Help setting up simple sample for skew normal posterior

I’m getting brain freeze and I can’t figure out how to rollup the SN parameters through the density functions for likelihood and prior: here’s where I am - hopefully you can see what I’m trying to do and where I died (not very far, sorry). Thanks for your help:

stanMod <- ’
data {
int N;
vector[N] y;
real prXi;
real prOmega;
real prAlpha;
}
parameters {
real xi;
real omega;
real alpha;
//real postXi; not sure what to do here - I tried a few things and it didn’t work
//real postOmega;
//real postAlpha;

}
model {

y ~ skew_normal(xi, omega, alpha);

// really not sure what to do here - how to roll up the parameters through the distributions
// so I’m not doing anything with the prior parameters passed in yet

}

N = 1000
y <- rsn( N , xi=1 , omega=3 , alpha=10 )
mod <- stan_model(model_code = stanMod)
fit <- sampling(mod, data = list(y= y, prXi = 3 , prOmega = 5, prAlpha = 10, N = 1000))
print(fit)

I don’t know what “rollup” means.

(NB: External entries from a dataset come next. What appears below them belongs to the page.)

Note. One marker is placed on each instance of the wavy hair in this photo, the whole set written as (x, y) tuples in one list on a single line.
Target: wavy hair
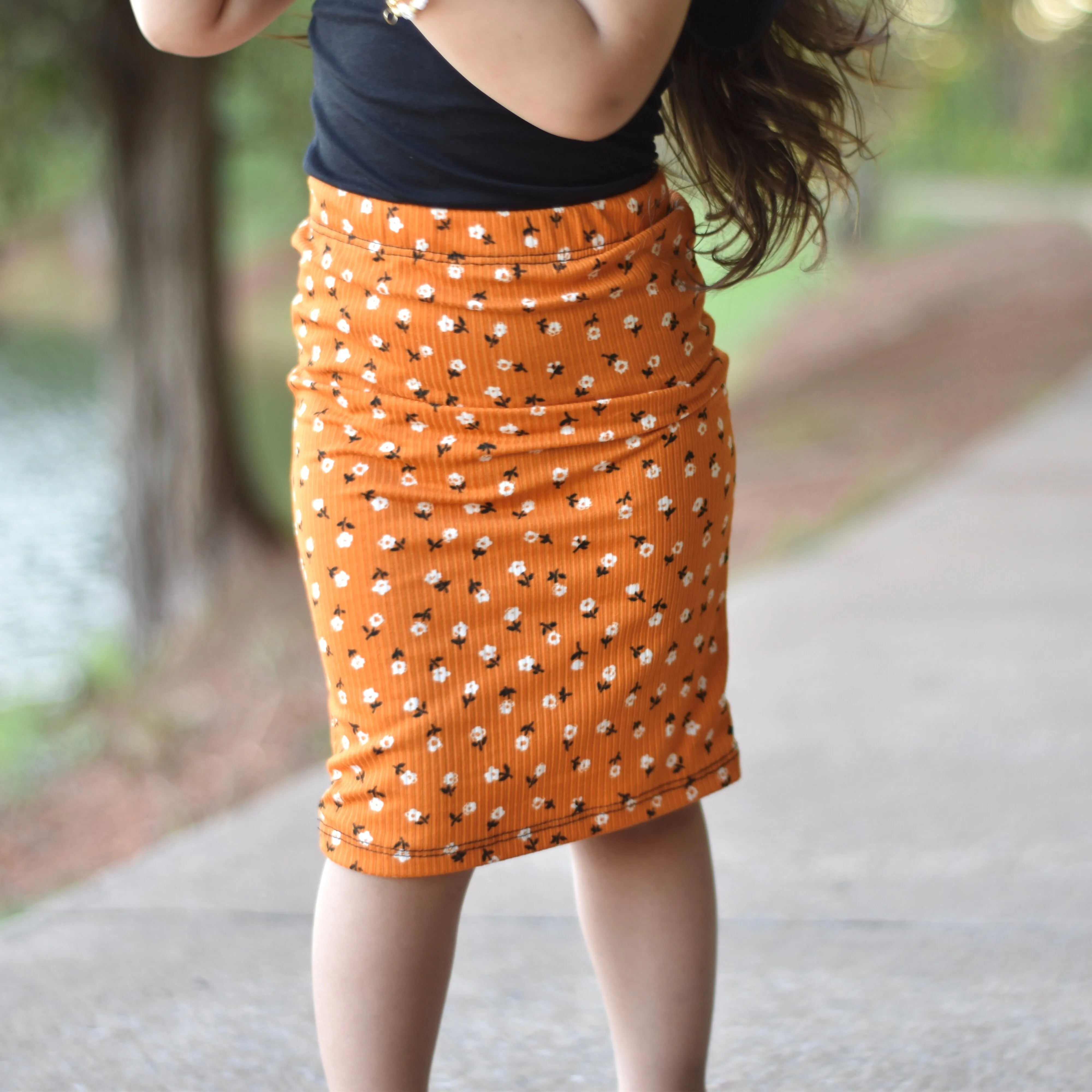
[(765, 133)]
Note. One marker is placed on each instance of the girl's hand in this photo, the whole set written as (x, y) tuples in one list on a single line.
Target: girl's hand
[(576, 68), (204, 28)]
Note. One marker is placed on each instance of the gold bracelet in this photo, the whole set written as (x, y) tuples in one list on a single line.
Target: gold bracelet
[(403, 9)]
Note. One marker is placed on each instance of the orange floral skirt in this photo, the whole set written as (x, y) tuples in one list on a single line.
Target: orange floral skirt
[(513, 480)]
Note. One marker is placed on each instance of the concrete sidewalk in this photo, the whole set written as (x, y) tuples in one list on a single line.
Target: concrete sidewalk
[(905, 872)]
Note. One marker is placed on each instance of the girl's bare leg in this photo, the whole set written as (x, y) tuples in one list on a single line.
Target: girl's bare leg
[(381, 962), (648, 908)]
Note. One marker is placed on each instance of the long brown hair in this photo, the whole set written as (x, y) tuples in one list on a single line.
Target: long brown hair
[(765, 133)]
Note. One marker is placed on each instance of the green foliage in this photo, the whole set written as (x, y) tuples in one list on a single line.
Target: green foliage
[(52, 137), (992, 101)]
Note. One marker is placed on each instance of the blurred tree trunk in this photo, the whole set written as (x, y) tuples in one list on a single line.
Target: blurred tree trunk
[(182, 484)]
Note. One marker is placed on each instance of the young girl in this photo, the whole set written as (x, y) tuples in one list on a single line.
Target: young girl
[(514, 468)]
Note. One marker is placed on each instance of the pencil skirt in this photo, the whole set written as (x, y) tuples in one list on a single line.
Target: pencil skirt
[(513, 479)]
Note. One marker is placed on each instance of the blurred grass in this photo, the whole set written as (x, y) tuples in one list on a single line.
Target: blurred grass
[(43, 740)]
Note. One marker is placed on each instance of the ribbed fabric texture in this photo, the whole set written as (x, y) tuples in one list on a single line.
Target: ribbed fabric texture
[(513, 477)]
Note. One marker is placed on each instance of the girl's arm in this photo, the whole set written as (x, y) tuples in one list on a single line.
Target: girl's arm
[(204, 28), (576, 68)]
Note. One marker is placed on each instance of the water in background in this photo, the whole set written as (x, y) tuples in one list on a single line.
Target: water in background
[(60, 497)]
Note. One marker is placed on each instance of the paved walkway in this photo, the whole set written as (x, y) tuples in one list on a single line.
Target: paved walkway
[(905, 872)]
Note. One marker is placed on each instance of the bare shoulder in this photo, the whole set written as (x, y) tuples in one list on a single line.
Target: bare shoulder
[(575, 68), (205, 28)]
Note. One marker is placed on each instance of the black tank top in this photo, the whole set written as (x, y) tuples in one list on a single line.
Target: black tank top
[(395, 121)]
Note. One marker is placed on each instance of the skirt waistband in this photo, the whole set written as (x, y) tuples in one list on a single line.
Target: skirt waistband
[(460, 236)]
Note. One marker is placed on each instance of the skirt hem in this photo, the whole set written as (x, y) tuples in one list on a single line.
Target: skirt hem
[(346, 849)]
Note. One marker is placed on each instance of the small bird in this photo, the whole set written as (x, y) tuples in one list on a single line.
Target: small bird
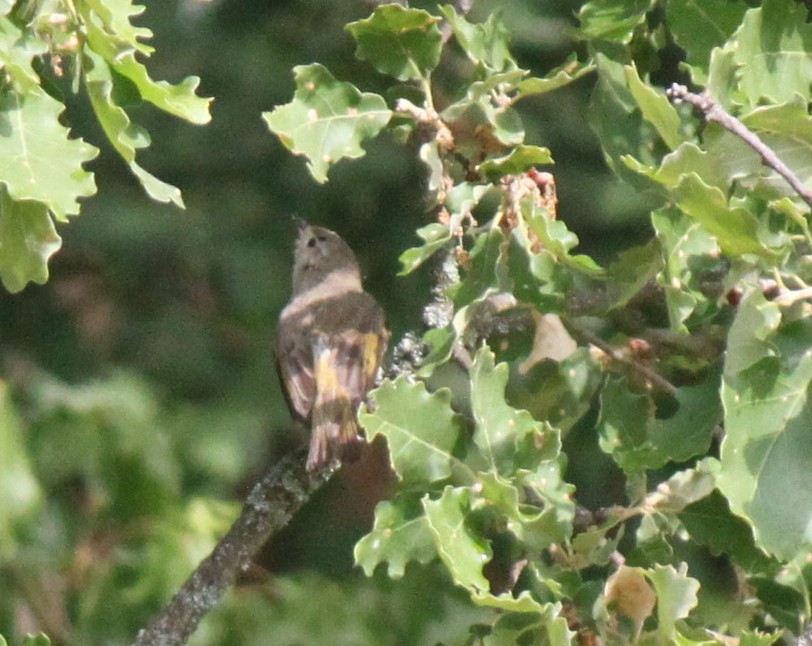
[(330, 343)]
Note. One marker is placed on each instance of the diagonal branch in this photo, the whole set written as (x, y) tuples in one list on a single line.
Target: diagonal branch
[(715, 112), (269, 507)]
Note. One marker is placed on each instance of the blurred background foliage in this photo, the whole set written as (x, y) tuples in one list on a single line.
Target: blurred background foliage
[(141, 375)]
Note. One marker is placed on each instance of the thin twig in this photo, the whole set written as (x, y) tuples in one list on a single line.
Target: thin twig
[(715, 112), (616, 355), (793, 296), (269, 507)]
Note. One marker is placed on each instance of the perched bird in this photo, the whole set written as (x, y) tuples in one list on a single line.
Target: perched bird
[(330, 342)]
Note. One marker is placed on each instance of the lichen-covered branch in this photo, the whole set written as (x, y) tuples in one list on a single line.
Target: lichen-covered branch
[(269, 507), (715, 112)]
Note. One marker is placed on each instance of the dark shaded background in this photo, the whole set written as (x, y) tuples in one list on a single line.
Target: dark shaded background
[(187, 300)]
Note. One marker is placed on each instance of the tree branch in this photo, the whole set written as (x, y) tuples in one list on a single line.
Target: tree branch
[(715, 112), (268, 508)]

You do need to restrict omega to be positive by declaring it as

parameters {
  real xi;
  real<lower=0> omega;
  real alpha;
}

I am not sure what you were intending with real postXi etc. The parameters are xi, omega, and alpha and Stan draws from their (posterior) distribution conditional on y. Similarly, having real prXi; etc. in the data block is insufficient. You need a prior distribution that describes what you believe xi, omega, and alpha to be before seeing the realizations of y. Then, in the model block you call the (log)density function for that prior distribution given whatever hyperparameters you want to specify, such as

target += normal_lpdf(xi | 0, 5);

Or better, you can pass those hyperparameters in as data

data {
  ...
  real xi_loc;
  real<lower=0> xi_scale;
}
parameters {
  real xi;
  real<lower=0> omega;
  real alpha;
}
model {
  target += skew_normal_lpdf(y | xi, omega, alpha);
  target += normal_lpdf(xi | xi_loc, xi_scale);
  // and similarly for omega and alpha
}

Thank you! This was an epiphany. I was trying to reverse engineer a complex stan file rather than starting fresh with basic ideas.